The question asks to prove that orbits are closed in the phase space (x,v) for the following governing equations:
$\dot x=v,\dot v=-x$
using the symmetry of the vector field. It also gives a hint that to start the trajectory from $(0,-v_0)$, suppose that it intersects the x axis at $(x_0,0)$ and find subsequent intersections with v and x axis.
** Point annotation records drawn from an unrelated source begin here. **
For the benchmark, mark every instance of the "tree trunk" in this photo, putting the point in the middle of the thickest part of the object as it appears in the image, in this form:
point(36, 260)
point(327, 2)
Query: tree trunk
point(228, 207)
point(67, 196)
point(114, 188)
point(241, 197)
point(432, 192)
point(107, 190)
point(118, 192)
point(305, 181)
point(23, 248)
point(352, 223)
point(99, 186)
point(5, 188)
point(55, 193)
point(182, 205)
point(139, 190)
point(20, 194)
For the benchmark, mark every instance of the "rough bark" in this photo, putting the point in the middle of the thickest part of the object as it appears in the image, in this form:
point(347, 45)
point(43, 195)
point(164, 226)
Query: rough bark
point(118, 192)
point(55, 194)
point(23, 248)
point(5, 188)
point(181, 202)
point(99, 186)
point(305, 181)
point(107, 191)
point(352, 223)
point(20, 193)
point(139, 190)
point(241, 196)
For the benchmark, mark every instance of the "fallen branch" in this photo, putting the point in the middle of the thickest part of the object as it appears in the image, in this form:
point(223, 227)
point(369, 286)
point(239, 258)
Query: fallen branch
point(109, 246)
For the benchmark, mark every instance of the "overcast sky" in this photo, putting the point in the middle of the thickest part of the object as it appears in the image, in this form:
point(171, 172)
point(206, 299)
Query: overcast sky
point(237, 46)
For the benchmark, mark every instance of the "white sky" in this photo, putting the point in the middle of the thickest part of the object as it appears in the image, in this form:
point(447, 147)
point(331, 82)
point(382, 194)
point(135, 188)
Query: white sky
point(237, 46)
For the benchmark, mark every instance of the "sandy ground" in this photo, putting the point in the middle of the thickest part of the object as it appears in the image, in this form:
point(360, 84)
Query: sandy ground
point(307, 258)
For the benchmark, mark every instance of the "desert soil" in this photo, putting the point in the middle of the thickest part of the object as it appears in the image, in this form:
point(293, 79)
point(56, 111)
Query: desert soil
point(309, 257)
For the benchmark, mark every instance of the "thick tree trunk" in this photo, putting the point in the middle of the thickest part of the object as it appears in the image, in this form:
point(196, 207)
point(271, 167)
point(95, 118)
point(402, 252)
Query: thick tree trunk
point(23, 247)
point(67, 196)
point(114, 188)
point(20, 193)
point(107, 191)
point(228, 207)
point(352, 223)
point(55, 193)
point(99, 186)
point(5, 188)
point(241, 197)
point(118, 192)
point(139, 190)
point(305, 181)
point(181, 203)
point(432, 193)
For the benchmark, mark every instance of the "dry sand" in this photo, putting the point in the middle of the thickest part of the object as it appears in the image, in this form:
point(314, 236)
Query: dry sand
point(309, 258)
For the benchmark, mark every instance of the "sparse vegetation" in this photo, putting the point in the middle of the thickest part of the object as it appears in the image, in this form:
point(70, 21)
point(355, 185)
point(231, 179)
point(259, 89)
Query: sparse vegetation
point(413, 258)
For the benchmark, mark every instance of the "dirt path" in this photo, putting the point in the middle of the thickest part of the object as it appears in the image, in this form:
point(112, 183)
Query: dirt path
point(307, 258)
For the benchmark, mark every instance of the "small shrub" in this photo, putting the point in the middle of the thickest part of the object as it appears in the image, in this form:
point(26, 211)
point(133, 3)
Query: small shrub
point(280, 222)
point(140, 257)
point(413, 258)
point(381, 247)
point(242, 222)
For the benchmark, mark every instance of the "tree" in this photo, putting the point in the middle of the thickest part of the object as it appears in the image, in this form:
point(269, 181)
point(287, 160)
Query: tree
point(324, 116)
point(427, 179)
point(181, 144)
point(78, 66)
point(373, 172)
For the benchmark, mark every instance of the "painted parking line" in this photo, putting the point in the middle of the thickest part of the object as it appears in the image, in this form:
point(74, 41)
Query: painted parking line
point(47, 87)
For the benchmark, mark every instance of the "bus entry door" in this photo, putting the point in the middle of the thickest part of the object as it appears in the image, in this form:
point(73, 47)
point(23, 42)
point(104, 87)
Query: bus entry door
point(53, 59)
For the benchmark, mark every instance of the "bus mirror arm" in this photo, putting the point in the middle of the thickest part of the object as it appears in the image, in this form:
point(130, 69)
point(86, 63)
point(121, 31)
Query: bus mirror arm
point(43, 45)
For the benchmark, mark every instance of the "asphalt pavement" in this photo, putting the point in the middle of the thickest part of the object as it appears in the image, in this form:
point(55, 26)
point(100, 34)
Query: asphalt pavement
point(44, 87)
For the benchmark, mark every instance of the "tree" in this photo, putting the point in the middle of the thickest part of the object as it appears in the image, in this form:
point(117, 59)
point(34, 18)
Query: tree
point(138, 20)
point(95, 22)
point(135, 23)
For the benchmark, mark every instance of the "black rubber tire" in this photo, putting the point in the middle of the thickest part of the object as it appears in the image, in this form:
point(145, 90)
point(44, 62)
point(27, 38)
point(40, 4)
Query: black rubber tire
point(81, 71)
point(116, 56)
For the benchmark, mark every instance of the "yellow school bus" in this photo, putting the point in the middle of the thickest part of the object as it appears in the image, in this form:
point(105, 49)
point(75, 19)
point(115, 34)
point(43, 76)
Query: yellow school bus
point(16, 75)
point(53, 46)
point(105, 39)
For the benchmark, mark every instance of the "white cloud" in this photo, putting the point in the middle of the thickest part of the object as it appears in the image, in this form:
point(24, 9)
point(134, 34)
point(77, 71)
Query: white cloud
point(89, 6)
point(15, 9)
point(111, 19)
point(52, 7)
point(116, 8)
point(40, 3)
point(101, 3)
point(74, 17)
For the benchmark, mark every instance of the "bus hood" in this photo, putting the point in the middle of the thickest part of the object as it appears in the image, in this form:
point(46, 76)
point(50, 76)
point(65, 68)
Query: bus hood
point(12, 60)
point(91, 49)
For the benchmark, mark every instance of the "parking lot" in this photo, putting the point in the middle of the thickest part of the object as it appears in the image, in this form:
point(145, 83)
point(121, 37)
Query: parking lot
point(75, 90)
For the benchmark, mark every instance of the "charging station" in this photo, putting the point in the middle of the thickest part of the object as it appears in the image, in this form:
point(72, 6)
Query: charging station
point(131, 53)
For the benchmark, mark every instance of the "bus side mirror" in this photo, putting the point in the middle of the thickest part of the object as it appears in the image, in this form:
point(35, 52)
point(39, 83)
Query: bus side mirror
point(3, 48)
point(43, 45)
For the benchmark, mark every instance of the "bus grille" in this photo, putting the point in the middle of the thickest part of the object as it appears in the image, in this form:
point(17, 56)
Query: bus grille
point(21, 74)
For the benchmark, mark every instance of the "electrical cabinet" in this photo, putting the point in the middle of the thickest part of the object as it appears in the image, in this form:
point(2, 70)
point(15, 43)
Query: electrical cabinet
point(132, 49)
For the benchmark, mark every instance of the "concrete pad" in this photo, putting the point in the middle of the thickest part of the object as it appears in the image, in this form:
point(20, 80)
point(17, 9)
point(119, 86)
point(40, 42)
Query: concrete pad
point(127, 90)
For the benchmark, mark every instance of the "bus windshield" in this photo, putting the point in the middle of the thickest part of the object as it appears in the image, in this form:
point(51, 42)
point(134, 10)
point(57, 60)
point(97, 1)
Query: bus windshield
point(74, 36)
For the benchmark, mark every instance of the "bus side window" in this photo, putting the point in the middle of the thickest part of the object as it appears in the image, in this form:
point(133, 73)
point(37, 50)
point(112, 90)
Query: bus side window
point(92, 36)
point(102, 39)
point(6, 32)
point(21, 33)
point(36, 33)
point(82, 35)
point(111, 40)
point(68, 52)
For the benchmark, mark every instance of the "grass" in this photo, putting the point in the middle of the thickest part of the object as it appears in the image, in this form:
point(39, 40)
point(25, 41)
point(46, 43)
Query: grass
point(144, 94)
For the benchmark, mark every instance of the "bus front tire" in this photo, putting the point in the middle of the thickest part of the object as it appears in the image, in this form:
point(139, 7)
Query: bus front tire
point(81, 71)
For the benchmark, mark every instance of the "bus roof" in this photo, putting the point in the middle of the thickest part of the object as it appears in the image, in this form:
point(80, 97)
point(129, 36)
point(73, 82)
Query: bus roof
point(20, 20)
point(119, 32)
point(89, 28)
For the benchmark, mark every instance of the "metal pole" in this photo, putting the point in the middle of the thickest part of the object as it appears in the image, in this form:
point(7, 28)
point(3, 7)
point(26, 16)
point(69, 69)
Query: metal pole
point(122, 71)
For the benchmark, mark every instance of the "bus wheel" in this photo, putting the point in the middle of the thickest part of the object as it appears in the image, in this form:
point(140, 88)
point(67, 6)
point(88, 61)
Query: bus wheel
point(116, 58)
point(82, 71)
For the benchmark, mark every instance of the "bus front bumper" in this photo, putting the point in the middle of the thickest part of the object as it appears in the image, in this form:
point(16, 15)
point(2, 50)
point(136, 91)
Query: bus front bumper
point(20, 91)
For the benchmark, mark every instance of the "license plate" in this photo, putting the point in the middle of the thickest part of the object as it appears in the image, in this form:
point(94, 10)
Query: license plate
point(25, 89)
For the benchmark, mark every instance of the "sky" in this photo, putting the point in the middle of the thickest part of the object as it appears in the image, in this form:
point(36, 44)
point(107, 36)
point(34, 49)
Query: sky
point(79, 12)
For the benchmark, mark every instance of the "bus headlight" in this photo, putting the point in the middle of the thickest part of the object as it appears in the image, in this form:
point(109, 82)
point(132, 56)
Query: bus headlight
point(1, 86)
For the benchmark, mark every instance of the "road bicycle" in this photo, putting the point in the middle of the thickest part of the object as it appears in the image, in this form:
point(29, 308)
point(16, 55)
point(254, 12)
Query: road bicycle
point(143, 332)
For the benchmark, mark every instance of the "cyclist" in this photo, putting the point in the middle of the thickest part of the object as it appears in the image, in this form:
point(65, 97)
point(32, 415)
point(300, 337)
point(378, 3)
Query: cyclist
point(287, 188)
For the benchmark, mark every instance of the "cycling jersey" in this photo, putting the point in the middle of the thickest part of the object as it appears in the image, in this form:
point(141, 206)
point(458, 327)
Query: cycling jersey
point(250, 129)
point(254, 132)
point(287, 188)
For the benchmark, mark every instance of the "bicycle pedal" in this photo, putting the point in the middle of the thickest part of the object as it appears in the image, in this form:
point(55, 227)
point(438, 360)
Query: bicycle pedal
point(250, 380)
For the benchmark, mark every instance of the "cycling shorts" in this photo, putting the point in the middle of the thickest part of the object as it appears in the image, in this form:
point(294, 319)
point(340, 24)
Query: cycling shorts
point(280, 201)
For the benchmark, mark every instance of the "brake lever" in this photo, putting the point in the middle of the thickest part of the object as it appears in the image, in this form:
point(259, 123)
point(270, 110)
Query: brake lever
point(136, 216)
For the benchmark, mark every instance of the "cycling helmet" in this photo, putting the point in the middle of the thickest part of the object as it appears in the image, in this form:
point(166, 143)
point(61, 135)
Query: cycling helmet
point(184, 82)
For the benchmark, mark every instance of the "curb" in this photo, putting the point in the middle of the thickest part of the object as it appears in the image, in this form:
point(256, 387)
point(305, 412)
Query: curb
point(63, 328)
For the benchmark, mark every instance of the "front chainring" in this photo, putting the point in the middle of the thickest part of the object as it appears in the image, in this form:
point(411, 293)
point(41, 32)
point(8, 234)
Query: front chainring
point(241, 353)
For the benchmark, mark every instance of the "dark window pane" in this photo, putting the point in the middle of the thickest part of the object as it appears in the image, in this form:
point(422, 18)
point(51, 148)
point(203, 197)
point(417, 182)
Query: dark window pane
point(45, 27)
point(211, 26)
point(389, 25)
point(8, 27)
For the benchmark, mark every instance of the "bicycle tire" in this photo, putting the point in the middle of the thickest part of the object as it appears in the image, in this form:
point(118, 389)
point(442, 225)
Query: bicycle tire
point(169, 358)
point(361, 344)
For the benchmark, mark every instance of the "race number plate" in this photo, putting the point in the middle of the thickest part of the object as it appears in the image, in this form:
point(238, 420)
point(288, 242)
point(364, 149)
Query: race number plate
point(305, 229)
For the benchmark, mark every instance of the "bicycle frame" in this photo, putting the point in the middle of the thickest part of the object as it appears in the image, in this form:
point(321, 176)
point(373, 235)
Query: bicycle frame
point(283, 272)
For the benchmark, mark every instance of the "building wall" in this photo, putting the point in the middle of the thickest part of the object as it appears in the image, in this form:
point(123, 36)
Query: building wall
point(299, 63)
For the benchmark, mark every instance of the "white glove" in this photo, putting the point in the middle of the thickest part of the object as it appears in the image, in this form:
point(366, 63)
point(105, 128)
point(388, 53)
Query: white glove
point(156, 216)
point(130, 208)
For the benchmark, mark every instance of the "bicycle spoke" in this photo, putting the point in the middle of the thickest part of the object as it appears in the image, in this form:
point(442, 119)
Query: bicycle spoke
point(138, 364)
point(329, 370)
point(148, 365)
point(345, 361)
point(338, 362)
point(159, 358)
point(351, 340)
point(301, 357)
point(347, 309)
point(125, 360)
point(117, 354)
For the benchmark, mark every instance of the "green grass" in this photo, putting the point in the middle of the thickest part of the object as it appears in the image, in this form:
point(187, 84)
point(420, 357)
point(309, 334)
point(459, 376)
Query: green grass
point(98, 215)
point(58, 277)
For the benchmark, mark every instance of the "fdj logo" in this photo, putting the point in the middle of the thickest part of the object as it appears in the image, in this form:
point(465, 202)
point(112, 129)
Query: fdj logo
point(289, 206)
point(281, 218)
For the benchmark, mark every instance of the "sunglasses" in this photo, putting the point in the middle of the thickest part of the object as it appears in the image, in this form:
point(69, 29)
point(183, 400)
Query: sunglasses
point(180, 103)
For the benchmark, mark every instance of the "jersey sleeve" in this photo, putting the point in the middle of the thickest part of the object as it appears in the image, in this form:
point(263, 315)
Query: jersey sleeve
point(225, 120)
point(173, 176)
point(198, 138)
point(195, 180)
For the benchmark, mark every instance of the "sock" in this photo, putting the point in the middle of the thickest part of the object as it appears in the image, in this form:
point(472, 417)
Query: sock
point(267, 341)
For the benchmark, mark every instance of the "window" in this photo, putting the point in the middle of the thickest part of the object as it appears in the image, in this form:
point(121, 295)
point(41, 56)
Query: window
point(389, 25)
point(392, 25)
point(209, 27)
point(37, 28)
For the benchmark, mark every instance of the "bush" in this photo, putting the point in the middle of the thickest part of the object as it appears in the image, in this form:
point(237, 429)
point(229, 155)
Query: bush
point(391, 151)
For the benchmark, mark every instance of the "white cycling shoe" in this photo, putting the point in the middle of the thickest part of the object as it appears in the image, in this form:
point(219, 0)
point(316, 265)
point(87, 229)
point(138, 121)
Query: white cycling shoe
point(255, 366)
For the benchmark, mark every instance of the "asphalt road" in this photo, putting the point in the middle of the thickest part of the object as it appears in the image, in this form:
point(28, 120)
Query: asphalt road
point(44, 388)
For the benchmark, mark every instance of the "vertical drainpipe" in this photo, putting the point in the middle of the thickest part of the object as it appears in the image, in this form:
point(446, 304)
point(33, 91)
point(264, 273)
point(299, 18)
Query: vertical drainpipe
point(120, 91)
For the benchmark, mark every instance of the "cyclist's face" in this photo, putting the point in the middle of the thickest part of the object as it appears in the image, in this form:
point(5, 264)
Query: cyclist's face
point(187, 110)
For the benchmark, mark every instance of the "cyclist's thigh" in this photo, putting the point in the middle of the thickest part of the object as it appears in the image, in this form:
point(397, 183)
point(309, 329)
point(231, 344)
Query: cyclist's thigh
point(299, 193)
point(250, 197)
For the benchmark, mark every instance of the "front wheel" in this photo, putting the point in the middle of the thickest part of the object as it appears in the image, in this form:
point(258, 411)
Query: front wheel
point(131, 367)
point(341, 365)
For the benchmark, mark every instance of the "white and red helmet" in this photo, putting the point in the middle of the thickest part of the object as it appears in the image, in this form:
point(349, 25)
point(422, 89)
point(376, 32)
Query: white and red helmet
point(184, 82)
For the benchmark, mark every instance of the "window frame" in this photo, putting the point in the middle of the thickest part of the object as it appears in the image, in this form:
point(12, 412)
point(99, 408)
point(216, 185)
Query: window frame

I am unable to figure out what is the symmetry the author is referring to and inturn how to use it. Any suggestions are appreciated.
Best Answer
Maybe this will help: given the system
$\dot x = v, \tag 1$
$\dot v = -x, \tag 2$
we have
$x\dot x = xv, \tag 3$
$v \dot v = -xv, \tag 4$
whence
$\dfrac{1}{2}\dfrac{d}{dt}(x^2 + v^2) = x \dot x + v \dot v = xv - xv = 0; \tag 5$
this shows that $x^2 + v^2$ is constant along the trajectories of (1)-(2); therefore they are curves of the form
$x^2 + v^2 = C \ge 0; \tag 6$
if at least one coordinate of at least one point $(x_0, v_0)$ on such an integral curve does not vanish, we have
$C > 0, \tag 7$
and the trajectory is a circle of radius $\sqrt C$ in the $x$-$v$ plane $\Bbb R^2$; otherwise,
$C = 0, \tag 8$
and the solution reduces to the single point $(0, 0)$.
In the event that $C > 0$, it is easy to see that
$(x, v) \to (\pm x, \pm v) \tag 9$
are $4$ symmetries of the solutions to (1)-(2).
Of course, the solution curves (6) are closed for all values of $C$, though I haven't exactly used a symmetry argument to show it. It is, however, easy to see that the points of intersection with the axes are $(\pm \sqrt C, 0)$, $(0, \pm \sqrt C)$.
In closing I would like to acknowledge once again my straying from the methodology proposed in the question; nevertheless I hope our OP Sudipta Nayak, and my other readers found at least something helpful herein.